Married duo Jantje Friese and Baran bo Odar, the creators of the hit Netflix series Dark, are returning today with their new offering, 1899. The show promises to be just as perplexing as their previous one, with a political backdrop added for good measure.
It’s set on migrant steamship bound from Europe to New York, wherein everyone on it is “running away from something”, with none what they seem. Then, in the middle of their journey, they come across a mysterious ship, the Prometheus, which has been missing for months, drifting lifelessly on the open sea. Things take a dark turn when the crew decides to board the ship, and what ensues is yet another mind-melting plot.
Friese and bo Odar spoke to The Hollywood Reporter for a lengthy discussion about 1899, its origins and how it differs from Dark. One of the most interesting points was how the European refugee crisis inspired it.

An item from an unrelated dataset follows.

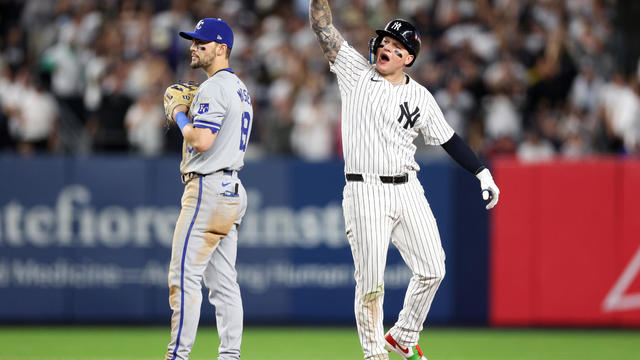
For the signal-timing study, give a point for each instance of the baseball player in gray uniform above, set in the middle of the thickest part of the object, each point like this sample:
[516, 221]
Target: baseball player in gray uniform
[383, 110]
[216, 131]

Asked how exactly the idea came about, Friese explained: “Actually, the idea and the spark for it happened years ago. It’s been quite a process getting to here. It was originally a photo that we found. We were doing research for something completely different, I actually don’t even remember what the research was for. But we stumbled upon a picture of a man in a white shirt covered in blood, with a hammer in his hand and a really weird look on his face, standing on top of what looked like an old boat.”
“It was one of those pictures you’re drawn to, where you immediately start asking questions: What did he do with that hammer? Where does he come from? Where’s he going? What’s this all about? Immediately, I had the idea that this might be a migrant on a ship. But what happened on that ship? That was the big question.”
“At the same time, the refugee crisis was happening in Europe [around 2015/2016] and it was a very unstable phase. We were actually really afraid of what was going on. It felt like unified Europe was slowly breaking apart, like every country was doing its own thing. There were lots of right-wing ideas bubbling up. Brexit happened. All this we sort of incorporated into our story.”
She concluded: “We thought: We really want to take a look at Europe, just take it, put it on a ship, in a confined space, with lots of ocean around, where you can’t escape, and have like a little bit of an experiment, almost like a laboratory experiment. How do people cope with situations when they’re not able to speak the same language? What happens when you have all these different cultural backgrounds, that are put into a space like this? That’s what triggered the process. Then, of course, just like in Dark, we have a big philosophical theme at the center of it all about perception and reality.”